Looking back, the first entry in her travel journal made International Studies major and French minor Margaret Keenan '14 laugh. “By the end, I was taking public transportation alone, bargaining in broken Kiswahili. Arusha became home."
Maggie’s interest in Africa as a whole was sparked during her sophomore year in America as Empire, a course taught by department chair Dr. Peter Siskind, with whom Maggie now works in her senior year as a research and administrative assistant. Her final research paper on the United States’ involvement in the Democratic Republic of the Congo (DRC) during the Cold War, which she presented at the 2012 Southeastern Pennsylvania Consortium for Higher Education academic conference, inspired her to look into study abroad options in the region and take coursework in anticipation of travel to Africa, including Dr. Jennifer Riggan’s Cultural History of Modern Africa course. Tanzania was appealing because of its proximity to the DRC and because of the experiential learning environment it offered.

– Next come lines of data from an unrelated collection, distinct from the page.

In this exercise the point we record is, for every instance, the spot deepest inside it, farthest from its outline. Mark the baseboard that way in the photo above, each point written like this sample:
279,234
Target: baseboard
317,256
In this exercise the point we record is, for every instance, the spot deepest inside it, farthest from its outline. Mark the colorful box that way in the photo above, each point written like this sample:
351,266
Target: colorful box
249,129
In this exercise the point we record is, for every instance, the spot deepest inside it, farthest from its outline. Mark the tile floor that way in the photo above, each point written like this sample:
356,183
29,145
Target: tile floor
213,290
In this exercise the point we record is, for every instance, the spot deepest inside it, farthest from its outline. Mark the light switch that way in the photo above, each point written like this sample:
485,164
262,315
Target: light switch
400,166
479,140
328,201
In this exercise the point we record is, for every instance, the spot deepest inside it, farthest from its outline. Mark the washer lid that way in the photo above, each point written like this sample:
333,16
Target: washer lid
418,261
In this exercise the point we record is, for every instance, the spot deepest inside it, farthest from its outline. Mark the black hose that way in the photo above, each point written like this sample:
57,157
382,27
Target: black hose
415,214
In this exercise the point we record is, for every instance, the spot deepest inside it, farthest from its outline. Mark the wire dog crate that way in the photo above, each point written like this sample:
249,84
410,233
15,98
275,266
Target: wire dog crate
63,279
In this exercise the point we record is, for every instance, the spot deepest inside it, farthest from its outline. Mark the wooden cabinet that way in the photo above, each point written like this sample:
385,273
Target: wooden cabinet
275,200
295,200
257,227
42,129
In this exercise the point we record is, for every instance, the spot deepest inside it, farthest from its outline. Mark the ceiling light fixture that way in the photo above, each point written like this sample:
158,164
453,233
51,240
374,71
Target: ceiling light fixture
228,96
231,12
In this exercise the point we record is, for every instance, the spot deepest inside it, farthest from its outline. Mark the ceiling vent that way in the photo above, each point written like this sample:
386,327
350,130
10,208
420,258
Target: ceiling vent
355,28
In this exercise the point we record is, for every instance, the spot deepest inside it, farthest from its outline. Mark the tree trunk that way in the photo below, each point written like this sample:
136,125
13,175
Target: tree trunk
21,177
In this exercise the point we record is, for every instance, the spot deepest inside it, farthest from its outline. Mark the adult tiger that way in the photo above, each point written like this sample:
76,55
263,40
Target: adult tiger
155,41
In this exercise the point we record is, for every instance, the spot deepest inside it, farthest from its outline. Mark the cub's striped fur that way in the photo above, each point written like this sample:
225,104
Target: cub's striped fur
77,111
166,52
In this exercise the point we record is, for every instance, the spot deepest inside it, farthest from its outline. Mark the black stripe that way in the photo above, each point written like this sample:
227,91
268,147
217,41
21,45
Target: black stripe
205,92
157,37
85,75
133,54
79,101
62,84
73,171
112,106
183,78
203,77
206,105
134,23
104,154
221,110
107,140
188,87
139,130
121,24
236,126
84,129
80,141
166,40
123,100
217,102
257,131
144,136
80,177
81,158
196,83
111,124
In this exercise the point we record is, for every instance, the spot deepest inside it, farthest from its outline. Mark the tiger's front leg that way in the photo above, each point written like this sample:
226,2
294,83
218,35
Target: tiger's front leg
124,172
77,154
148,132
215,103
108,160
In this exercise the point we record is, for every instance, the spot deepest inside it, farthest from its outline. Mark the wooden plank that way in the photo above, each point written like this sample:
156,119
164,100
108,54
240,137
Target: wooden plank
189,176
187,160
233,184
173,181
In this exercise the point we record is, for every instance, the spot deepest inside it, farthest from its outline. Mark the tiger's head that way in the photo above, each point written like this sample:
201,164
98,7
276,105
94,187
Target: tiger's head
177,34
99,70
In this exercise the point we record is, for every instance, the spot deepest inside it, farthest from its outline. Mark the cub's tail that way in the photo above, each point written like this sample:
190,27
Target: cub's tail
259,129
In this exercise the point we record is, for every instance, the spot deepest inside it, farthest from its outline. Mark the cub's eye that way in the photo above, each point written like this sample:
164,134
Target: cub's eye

She felt confident in her expectations of Africa based on her research and coursework and was excited by the prospect of being challenged by a new environment beyond the classroom.
The initial weeks in Arusha, Tanzania, however, were slightly more than she bargained for. “There were so many people streaming to and fro in colorful fabrics, business suits, and t-shirts; burning trash; soldiers with AK-47s; a market overflowing with colorful produce; and hordes of children in green school uniforms shouting ‘mzungu!’ (a term for a white foreigner),” she recalled.
With the help of East African classmates and professors, as well as opportunities to volunteer and travel, Maggie learned to navigate her new environment, solidifying that interest in the culture and politics of the region kindled in her sophomore year. After completing a Capstone Project with Professor Roland Adjovi, academic director for East African programs in Arcadia's College of Global Studies, Maggie earned her Certificate of African Studies and is continuing to apply experiences from her two semesters abroad in France and Tanzania in her culminating Senior Capstone thesis project on language-of-instruction policy in Rwanda. “Studying in Tanzania afforded me the opportunity to challenge myself and grow as a student and an individual,” she reflected. “I think that should be the point of a global education experience.”